Senior attendings like to quip that the medical students seem to be getting younger every year. They’re not.
But the attendings on the wards of American teaching hospitals actually have gotten younger. At UCSF Medical Center, for example, about 90% of our ward attending-months are now staffed by hospitalists, about half of them physicians in their first six to seven years on faculty. When I was a resident in the mid-1980s, the vast majority of my attendings were senior faculty, mostly subspecialists.
Not only has the cast of characters changed, but the nature of being a ward attending has also been transformed by a series of forces, including resident duty-hours regulations, increased supervisory expectations, sicker patients, and electronic health records. Because everyone is so busy and the stakes so high, my sense is that all of those on the wards are a bit uneasy, searching desperately for a new normal. We’re actors in a play and have just been handed a new script.

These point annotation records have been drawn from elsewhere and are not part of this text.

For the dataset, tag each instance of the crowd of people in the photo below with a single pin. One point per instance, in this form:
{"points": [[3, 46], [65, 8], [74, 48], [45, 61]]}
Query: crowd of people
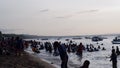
{"points": [[13, 45], [16, 45], [62, 49]]}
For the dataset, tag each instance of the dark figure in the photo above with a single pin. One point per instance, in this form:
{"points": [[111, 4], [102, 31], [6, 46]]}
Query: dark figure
{"points": [[117, 50], [63, 55], [113, 59], [85, 64], [55, 45], [80, 50]]}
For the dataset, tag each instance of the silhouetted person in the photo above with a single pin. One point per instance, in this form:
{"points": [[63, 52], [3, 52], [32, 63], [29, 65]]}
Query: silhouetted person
{"points": [[85, 64], [113, 59], [63, 55], [117, 50], [80, 50]]}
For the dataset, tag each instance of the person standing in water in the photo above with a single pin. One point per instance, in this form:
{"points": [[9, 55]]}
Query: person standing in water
{"points": [[63, 55], [85, 64], [113, 59]]}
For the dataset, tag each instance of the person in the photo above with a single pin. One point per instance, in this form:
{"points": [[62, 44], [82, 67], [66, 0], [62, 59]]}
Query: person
{"points": [[63, 55], [113, 59], [85, 64], [117, 50], [80, 50]]}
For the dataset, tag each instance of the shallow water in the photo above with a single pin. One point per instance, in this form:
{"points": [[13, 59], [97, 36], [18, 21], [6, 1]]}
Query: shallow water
{"points": [[97, 59]]}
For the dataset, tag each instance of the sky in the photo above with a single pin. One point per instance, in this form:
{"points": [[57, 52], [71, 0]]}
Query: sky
{"points": [[60, 17]]}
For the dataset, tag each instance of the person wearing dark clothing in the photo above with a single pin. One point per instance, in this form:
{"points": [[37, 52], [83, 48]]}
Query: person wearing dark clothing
{"points": [[85, 64], [117, 50], [80, 50], [113, 59], [63, 55], [55, 45]]}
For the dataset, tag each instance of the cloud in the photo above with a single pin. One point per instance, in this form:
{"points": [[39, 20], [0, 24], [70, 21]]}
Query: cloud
{"points": [[67, 16], [74, 14], [44, 10], [88, 11], [8, 30]]}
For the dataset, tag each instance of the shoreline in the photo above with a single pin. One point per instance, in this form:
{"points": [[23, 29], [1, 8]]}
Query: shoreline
{"points": [[24, 61]]}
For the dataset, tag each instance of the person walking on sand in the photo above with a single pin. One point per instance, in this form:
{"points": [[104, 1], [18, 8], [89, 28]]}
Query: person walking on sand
{"points": [[113, 59], [63, 55], [85, 64]]}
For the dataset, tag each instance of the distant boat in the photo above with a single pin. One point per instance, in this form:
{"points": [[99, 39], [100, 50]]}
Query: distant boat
{"points": [[67, 39], [97, 38], [76, 38], [44, 39], [116, 40]]}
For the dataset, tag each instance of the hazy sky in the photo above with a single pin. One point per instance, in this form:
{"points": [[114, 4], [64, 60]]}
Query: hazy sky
{"points": [[60, 17]]}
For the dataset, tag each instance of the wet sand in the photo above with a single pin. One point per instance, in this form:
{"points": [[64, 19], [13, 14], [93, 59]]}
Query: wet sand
{"points": [[24, 61]]}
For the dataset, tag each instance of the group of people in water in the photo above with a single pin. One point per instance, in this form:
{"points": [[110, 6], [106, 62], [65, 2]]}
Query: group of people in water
{"points": [[16, 45], [13, 45], [62, 49]]}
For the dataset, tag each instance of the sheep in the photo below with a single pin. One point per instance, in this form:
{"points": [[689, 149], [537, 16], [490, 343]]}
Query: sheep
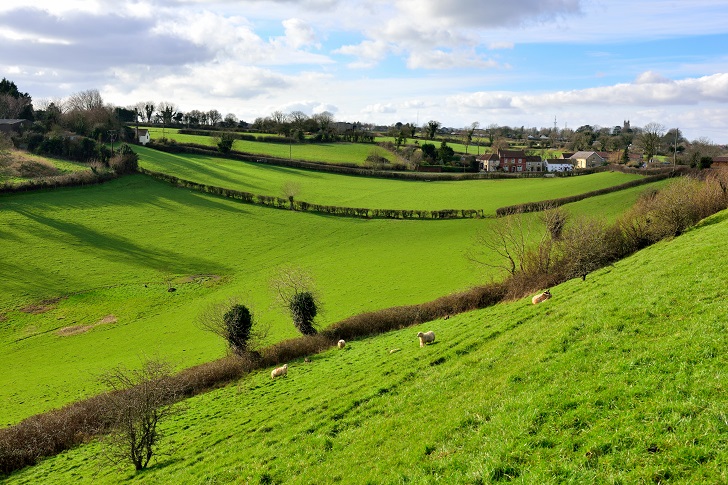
{"points": [[279, 371], [541, 297], [426, 338]]}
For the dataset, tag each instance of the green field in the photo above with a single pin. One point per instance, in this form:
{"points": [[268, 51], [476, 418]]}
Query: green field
{"points": [[347, 153], [104, 256], [352, 191], [617, 379]]}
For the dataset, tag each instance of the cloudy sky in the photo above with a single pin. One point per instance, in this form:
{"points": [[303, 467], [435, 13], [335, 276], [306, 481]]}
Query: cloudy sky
{"points": [[517, 62]]}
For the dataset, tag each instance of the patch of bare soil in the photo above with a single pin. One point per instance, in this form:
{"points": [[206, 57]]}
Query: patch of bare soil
{"points": [[78, 329], [42, 306]]}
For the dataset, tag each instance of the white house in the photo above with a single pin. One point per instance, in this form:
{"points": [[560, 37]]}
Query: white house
{"points": [[559, 165], [143, 136], [587, 159]]}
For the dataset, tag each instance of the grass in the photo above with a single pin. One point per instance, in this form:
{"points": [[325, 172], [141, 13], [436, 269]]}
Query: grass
{"points": [[348, 153], [618, 379], [349, 191], [101, 258]]}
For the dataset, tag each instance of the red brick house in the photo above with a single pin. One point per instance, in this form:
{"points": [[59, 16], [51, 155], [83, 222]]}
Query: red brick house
{"points": [[512, 160]]}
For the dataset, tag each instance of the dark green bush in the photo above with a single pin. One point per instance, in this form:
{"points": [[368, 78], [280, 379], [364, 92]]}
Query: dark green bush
{"points": [[238, 324], [303, 310]]}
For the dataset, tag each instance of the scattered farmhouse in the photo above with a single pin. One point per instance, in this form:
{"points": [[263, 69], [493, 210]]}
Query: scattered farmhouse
{"points": [[10, 126], [585, 159], [143, 136], [488, 162], [559, 165]]}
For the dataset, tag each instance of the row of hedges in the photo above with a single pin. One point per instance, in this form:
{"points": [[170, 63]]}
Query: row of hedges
{"points": [[337, 168], [50, 433], [551, 203], [297, 205]]}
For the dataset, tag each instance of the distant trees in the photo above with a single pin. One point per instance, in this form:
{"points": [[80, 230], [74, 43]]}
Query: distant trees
{"points": [[650, 139]]}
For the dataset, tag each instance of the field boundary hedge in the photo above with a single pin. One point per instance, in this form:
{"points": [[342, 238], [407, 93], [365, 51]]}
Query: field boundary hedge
{"points": [[551, 203], [302, 206]]}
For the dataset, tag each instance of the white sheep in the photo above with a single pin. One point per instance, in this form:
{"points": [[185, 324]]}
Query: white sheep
{"points": [[426, 338], [279, 371], [541, 297]]}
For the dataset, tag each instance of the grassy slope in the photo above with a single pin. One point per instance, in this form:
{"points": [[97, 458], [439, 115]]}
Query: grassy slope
{"points": [[619, 379], [332, 189], [355, 153], [103, 244]]}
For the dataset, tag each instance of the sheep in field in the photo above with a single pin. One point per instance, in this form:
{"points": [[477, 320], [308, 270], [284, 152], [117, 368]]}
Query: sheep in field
{"points": [[279, 371], [541, 297], [426, 338]]}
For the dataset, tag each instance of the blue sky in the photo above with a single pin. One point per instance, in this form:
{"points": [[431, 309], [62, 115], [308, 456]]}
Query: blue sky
{"points": [[518, 63]]}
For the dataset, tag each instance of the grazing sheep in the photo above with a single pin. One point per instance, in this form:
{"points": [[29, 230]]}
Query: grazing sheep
{"points": [[426, 338], [541, 297], [279, 371]]}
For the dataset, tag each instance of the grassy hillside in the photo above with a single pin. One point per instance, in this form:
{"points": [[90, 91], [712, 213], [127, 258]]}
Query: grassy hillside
{"points": [[86, 272], [618, 379], [355, 153], [350, 191]]}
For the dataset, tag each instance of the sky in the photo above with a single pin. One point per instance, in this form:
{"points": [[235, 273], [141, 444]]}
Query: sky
{"points": [[532, 63]]}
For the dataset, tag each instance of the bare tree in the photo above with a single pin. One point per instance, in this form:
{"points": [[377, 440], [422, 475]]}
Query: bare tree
{"points": [[85, 101], [295, 293], [290, 190], [136, 402], [236, 323]]}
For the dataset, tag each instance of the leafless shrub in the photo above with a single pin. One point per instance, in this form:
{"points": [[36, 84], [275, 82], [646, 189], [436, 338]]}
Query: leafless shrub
{"points": [[295, 292], [242, 337], [138, 400]]}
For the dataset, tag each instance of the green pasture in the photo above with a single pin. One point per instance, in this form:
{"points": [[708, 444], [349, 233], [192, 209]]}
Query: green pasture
{"points": [[374, 193], [86, 273], [617, 379], [347, 153]]}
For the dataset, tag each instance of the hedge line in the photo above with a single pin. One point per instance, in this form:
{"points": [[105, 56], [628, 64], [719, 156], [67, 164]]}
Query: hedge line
{"points": [[551, 203], [337, 168], [298, 205], [50, 433]]}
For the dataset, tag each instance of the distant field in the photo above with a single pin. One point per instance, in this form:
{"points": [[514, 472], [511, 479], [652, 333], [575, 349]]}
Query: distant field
{"points": [[352, 191], [617, 379], [86, 273], [351, 153]]}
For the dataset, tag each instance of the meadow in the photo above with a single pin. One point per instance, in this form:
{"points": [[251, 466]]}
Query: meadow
{"points": [[353, 191], [617, 379], [340, 152], [86, 273]]}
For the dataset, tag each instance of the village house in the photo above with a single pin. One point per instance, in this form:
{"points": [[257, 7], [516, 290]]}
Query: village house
{"points": [[143, 136], [559, 165], [586, 159], [488, 162], [535, 164], [512, 160]]}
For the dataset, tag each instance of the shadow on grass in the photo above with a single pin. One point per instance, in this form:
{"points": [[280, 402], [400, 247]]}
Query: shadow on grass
{"points": [[122, 250]]}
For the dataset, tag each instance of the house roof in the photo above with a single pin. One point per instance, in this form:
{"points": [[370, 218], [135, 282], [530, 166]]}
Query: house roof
{"points": [[511, 154], [584, 154]]}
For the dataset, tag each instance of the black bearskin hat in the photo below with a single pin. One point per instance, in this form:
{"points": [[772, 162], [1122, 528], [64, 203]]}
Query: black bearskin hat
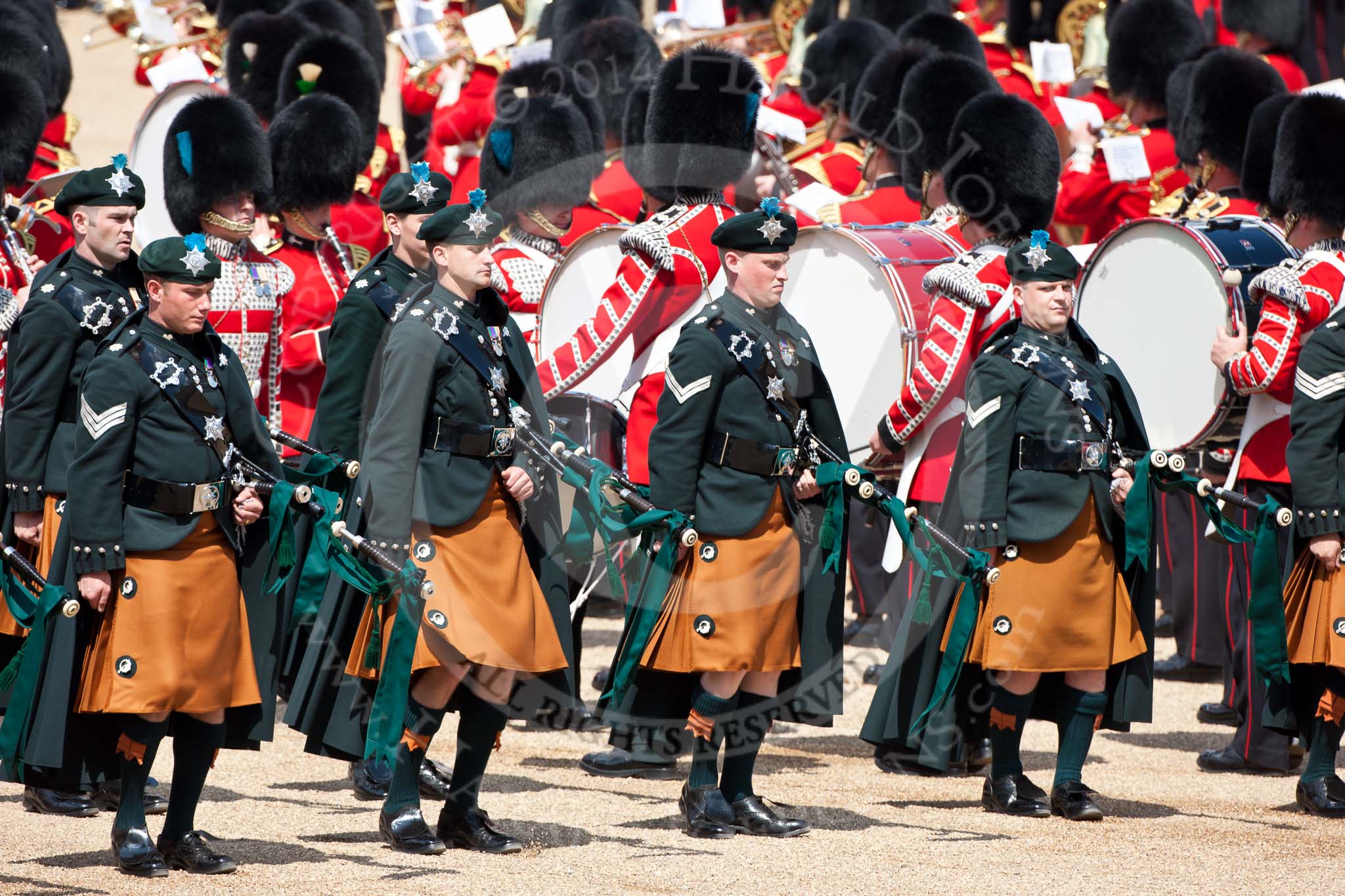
{"points": [[20, 127], [201, 168], [1278, 22], [1259, 154], [609, 58], [835, 61], [873, 113], [255, 56], [1306, 181], [1179, 106], [546, 155], [946, 33], [1147, 39], [342, 70], [1224, 89], [562, 18], [931, 98], [1003, 164], [701, 124], [315, 155]]}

Several months ago, I was chatting with my friend Abraham Verghese, the acclaimed author and a professor at Stanford, about how much more challenging being a ward attending is these days, and we got a bit nostalgic. Not that the old days were so great, mind you – residents were exhausted, the degree of autonomy that trainees enjoyed was probably unethical, the pressures to improve quality and safety were largely nonexistent, and writing notes and orders in indecipherable chicken-scratch on dead trees was ludicrous. But at least everyone understood the way things worked, and that lent a certain comfort and calmness to the enterprise.
Abraham and I decided to write an article about our observations, and it is published today in JAMA. I won’t say much more about it here, in the hopes that you’ll read the article itself. But here is one key paragraph, which I hope will whet your appetite:
… opportunities for misunderstanding abound. Given time constraints, should the team sit in a conference room, discussing the virtual construct of the patient in the computer – the iPatient – or should they be rounding and seeing patients together? If the senior resident prioritizes “getting the work done” over attending teaching rounds, is that an acceptable tradeoff? All of these questions have made clear how fragile the old attending-trainee ecosystem was and how much of the daily work (and harmony) rested on a bedrock of unspoken assumptions and powerful traditions. The magnitude and rapidity of today’s changes have left all the species groping for a new and more stable habitat.
The article is accompanied by a podcast of an interview that JAMA’s editor, Howard Bauchner, conducted with Abraham and me.
In writing this piece, our goal was not to bring back the Days of the Giants (truth be told, I think the quality of care is better today; as for the educational experience, I’m not so sure) but to start a conversation among leaders, attendings, trainees, and patients about what needs to be done to improve the ward experience for everyone involved. I’d welcome your comments.